日本の報道では「ハニヤは紳士」とか言ってるのがあったけど、あれは労動貴族ならぬ革命貴族。パレスチナ人の血を吸って、自らは贅沢に耽る最低のテロリストです。
菅原出氏なんかが、「(本当にイスラエルの攻撃とすれば)これから凄まじい展開になる」などと書いていました。けれど、そんな事はないです。
イランは自国大使館を攻撃されてイスラエルにミサイルを撃ち込みましたが、99%迎撃されています。
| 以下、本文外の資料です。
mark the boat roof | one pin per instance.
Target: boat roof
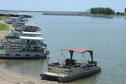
(31, 38)
(37, 33)
(19, 22)
(81, 50)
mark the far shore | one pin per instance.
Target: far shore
(7, 77)
(84, 14)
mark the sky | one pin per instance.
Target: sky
(61, 5)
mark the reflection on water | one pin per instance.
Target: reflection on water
(25, 67)
(105, 36)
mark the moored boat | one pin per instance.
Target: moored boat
(71, 70)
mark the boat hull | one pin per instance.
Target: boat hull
(23, 57)
(70, 78)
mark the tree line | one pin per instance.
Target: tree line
(100, 10)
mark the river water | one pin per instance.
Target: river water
(106, 36)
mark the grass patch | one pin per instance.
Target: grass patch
(3, 27)
(4, 18)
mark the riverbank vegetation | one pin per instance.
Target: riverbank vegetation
(100, 10)
(3, 26)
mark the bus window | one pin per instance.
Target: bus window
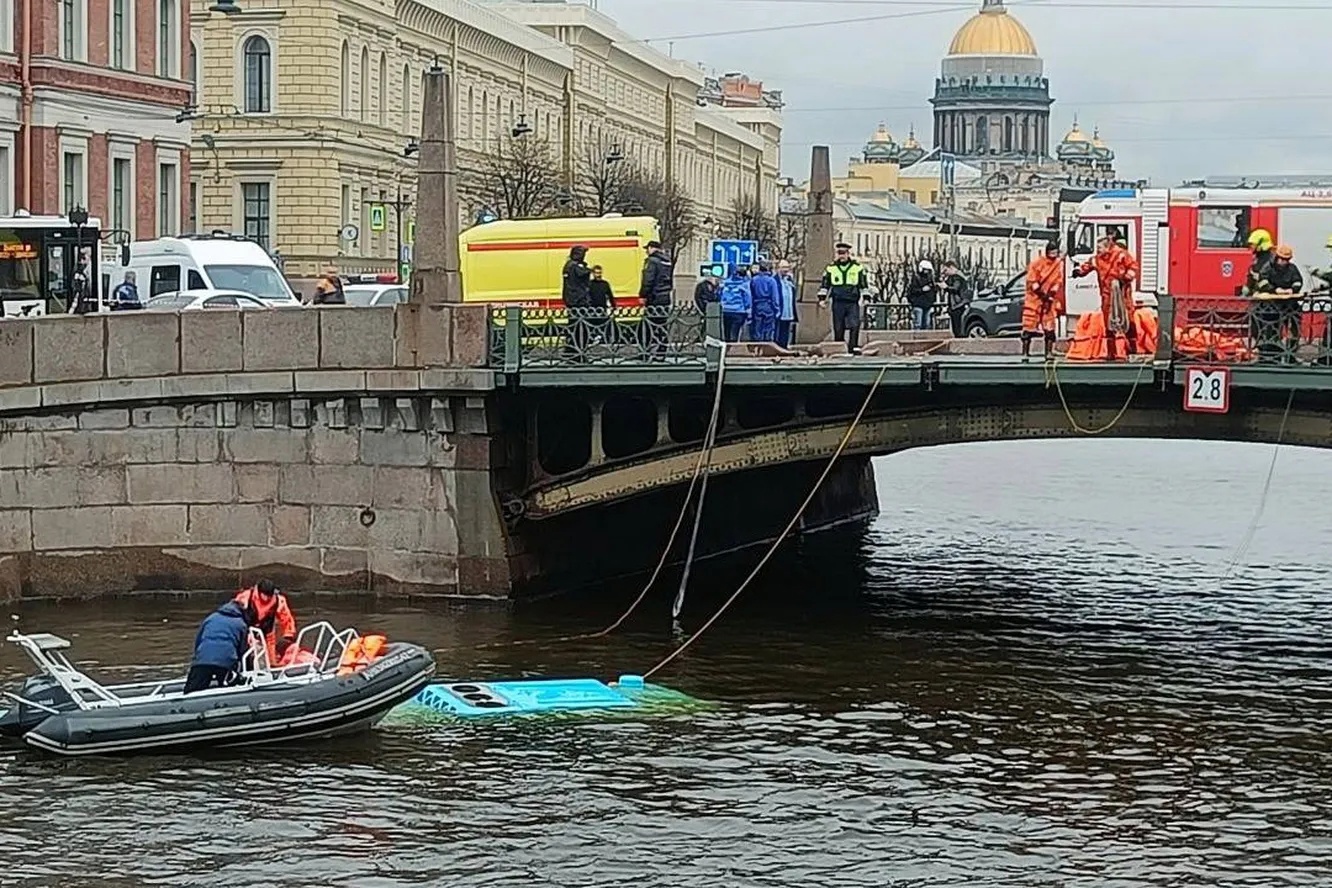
(1223, 228)
(20, 268)
(57, 276)
(163, 278)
その後は自国向けのプロパガンダにその戦果を大々的に膨らませて喧伝し、自ら沈静化させています。
記事のようにイランに正面から構える能力はないです。
もちろん限定的な報復はあるでしょうが、大事に至る事はありません。
投稿: 山路 敬介(宮古) | 2024年8月 2日 (金) 13時19分
若かりし頃にそのテの本を読んでいると、『タルムード』に出ているとか『タルムード』を読んで実践したとか書かれていて、それで『タルムード』というユダヤ伝統の本があると知って、さっそく本屋へ行ってそれらしき訳本を買って読んでみたら、実は『タルムード』という本が一冊あるわけでなくて、ユダヤの歴史の中で各人の知恵や一族の箴言などが"各"『タルムード』に記されたものであり、それゆえユダヤの『タルムード』は無数にあると解かって、もう驚きましたわ(半分、あきれた)。
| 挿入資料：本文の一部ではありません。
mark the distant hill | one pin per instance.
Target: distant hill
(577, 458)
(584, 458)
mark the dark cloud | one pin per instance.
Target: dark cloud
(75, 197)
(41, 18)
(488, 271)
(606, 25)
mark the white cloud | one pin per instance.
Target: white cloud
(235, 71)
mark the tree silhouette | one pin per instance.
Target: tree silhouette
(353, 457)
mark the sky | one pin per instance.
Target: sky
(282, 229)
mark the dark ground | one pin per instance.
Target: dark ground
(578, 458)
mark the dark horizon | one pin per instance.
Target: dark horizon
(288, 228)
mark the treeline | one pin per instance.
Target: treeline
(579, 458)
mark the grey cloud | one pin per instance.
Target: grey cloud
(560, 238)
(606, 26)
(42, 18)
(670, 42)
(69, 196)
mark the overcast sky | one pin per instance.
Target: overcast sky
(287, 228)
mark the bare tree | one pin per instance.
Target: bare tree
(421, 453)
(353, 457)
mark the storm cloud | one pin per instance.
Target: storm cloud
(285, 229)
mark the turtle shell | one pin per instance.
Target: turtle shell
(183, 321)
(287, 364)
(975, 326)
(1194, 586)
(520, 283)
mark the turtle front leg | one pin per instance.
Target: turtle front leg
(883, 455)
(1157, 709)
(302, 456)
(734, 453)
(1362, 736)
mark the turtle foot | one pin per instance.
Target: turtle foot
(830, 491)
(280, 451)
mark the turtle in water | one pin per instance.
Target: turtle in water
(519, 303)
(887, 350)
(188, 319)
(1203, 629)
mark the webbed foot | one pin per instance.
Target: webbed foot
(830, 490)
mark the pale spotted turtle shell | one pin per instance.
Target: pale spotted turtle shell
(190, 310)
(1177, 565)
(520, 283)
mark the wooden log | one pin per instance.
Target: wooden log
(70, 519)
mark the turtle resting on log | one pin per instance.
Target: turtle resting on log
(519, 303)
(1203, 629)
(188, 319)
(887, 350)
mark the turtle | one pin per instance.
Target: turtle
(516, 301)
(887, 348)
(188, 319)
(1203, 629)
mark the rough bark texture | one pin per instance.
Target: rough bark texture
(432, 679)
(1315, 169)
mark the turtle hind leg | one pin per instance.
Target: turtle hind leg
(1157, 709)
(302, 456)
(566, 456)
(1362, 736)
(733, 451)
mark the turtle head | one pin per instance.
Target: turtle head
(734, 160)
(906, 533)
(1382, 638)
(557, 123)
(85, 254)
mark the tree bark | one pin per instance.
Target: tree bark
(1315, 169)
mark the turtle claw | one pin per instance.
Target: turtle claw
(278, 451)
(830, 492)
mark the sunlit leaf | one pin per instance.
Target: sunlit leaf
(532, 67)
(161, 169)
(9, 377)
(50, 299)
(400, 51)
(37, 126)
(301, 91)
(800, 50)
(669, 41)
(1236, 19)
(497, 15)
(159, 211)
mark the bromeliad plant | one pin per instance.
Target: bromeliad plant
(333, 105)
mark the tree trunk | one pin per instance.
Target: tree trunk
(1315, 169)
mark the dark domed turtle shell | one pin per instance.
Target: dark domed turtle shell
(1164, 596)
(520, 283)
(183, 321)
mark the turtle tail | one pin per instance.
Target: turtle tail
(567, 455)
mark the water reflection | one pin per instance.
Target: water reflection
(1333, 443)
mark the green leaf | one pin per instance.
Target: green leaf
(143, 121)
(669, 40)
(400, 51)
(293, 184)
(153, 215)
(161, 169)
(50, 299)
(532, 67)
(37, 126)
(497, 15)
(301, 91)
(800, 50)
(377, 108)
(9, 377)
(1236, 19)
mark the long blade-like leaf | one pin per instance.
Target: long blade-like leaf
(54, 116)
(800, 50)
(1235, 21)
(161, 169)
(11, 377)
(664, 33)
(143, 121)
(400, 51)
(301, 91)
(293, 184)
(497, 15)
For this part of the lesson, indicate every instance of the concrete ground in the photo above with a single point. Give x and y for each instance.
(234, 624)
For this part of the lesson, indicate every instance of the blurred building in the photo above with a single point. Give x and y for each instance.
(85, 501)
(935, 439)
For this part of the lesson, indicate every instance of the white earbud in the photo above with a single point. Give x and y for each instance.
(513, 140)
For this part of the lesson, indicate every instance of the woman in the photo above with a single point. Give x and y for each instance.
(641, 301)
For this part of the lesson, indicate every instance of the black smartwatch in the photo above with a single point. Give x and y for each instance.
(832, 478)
旧約聖書を今も頑なに信じるユダヤ人も多いというだけで驚きだったのに、その他にも"各"『タルムード』が彼らの行動を律していて、ユダヤ人は決してその時の感情や気分で生きておらず、常に歴史の教訓の中に生きているんですわ。
私などは、ハマスと無関係で実際にはハマスに虐げられているだろう一般のパレスチナ人が、ハマスが紛れ込んでいるというだけの理由で十把一絡げに殺戮されていく現況に心が萎えますが、ユダヤの人達にとっては、彼らの歴史上の教訓から「ヤラれたら必ず打ち負かせ!」(敵に情をかけると、最後にはこっちの喉笛が切られる)という行動に従っているんだと思いますわ。
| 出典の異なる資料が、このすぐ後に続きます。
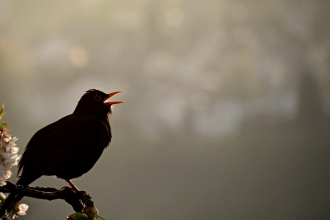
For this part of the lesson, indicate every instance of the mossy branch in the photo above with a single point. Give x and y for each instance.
(78, 200)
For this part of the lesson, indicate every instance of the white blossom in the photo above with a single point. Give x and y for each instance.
(22, 209)
(8, 155)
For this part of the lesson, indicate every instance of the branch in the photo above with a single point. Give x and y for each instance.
(78, 200)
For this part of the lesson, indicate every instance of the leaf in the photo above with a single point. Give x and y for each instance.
(3, 125)
(1, 110)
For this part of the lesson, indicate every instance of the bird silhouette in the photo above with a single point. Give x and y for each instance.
(69, 147)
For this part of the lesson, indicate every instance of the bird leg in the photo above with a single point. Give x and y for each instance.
(73, 186)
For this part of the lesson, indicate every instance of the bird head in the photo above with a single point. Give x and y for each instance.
(95, 102)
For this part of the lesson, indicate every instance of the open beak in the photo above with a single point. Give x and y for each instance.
(112, 102)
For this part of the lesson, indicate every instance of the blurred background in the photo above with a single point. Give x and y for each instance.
(227, 103)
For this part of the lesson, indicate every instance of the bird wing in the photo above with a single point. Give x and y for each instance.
(70, 146)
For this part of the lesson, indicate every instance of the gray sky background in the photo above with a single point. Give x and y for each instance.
(227, 103)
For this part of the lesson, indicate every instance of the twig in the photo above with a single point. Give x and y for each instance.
(78, 200)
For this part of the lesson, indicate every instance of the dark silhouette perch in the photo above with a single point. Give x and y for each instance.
(67, 148)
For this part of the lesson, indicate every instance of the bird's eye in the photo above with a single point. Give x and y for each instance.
(97, 98)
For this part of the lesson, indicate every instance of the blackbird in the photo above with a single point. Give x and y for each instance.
(69, 147)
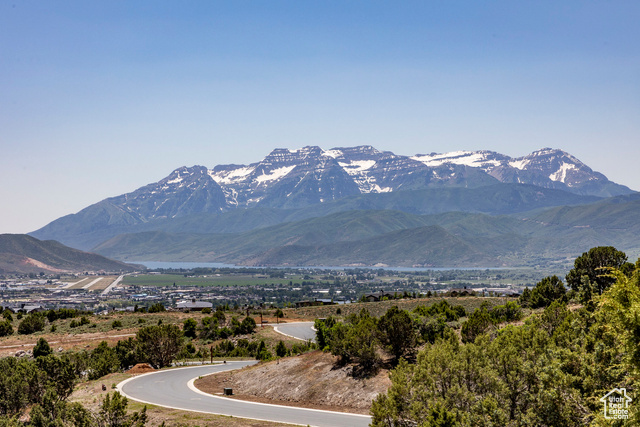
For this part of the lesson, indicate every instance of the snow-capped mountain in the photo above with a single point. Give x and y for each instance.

突然侵入してきたハマス戦闘員に民間人を虐殺されて、一部は人質として拘束されて最後の一人まで解放されないままでは、ユダヤ人は敵をトコトンまで追い詰めて追い詰めて、必ずタマを取るんですわ。確かにここまでヤルと、将来、今回のようなイスラエル襲撃を計画する者はヤワな根性では躊躇してしまうでしょう。必ずタマ取るまで一般人もろとも報復されるんですから。
私も人の子なんで、一般のパレスチナ人まで殺すイスラエルの報復はやりすぎだと思いますが、自己の安全は自己の武力で守りぬく、敵は必ず抹殺する、というユダヤ人の掟には恐れ入りましたわ。ただ、ペルシャ人にもペルシャ人の誇りがあるわけで、もう剣や弓の時代じゃないんでエスカレートしたら共倒れになりますわ。それともこの先、「核の抑止力」が効くことになるんでしょうか?